Zeit der Unschuld (1934)

Regie: Philip Moeller
Produktionsland: USA
Hauptbesetzung: Irene Dunne, John Boles, Lionel Atwill und Helen Westley
Unterschied zum Buch: Der vor dem Hays Code entstandene Film verdichtet Whartons soziale Details und die lange zeitliche Perspektive zu einem kompakten romantischen Drama, das sich auf das zentrale Dreiecksverhältnis konzentriert.

Zeit der Unschuld (1993)

Regie: Martin Scorsese
Produktionsland: USA
Hauptbesetzung: Daniel Day-Lewis, Michelle Pfeiffer, Winona Ryder und Miriam Margolyes
Unterschied zum Buch: Voice-over und detailgetreues Dekor bewahren Whartons Gesellschaftskritik, während der Film narrative Ironie und inneres Zögern in Bildkompositionen, Objekte und wiederkehrende visuelle Rituale übersetzt.

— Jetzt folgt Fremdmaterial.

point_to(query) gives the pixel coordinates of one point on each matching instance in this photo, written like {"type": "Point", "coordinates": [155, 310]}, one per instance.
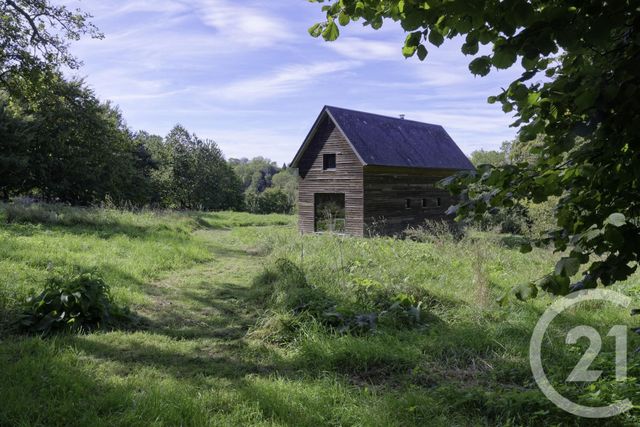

Übersetzungen und Ausgaben

Der ausgewählte Volltext ist die verifizierte digitale Ausgabe Nr. 541. Zu den Markttiteln gehören: The Age of Innocence; L'Âge de l'innocence; La edad de la inocencia; Zeit der Unschuld; L'età dell'innocenza; 純真年代. Achten Sie bei der Wahl einer Ausgabe auf Unterschiede zwischen vollständigen, gekürzten, kommentierten, modernisierten und gesammelten Versionen und prüfen Sie jeweils Übersetzer, Verlag und Jahr.

Autor und Werk

Whartons historische Ironie machte gesellschaftliche Bräuche selbst zu einer dramatischen Kraft und sicherte der weiblichen Erfahrung, inneren Konflikten und der materiellen Kultur einen bedeutenden Platz in der amerikanischen Belletristik. Nachdem sie die dargestellte Welt verlassen hatte, nutzte Wharton Erinnerung und historische Distanz, um das soziale System zu untersuchen, das sie geformt hatte. Diese Qualitäten verorten das Buch an einem spezifischen Punkt in der Karriere der Autorin und in der Entwicklung ihres Genres. Sein Einfluss beruht auf erkennbaren Fragen der Sprache, Struktur, Geschichte und Beurteilung statt auf dem vagen Etikett eines „Klassikers“. Das Lesen des Volltexts neben einer anderen Übersetzung, Bühneninszenierung oder Verfilmung offenbart, was spätere Herausgeber, Übersetzer, Schauspieler und Regisseure bewahren, erklären, komprimieren oder neu anordnen, und bringt formale Effekte zum Vorschein, die Zusammenfassungen oft verbergen.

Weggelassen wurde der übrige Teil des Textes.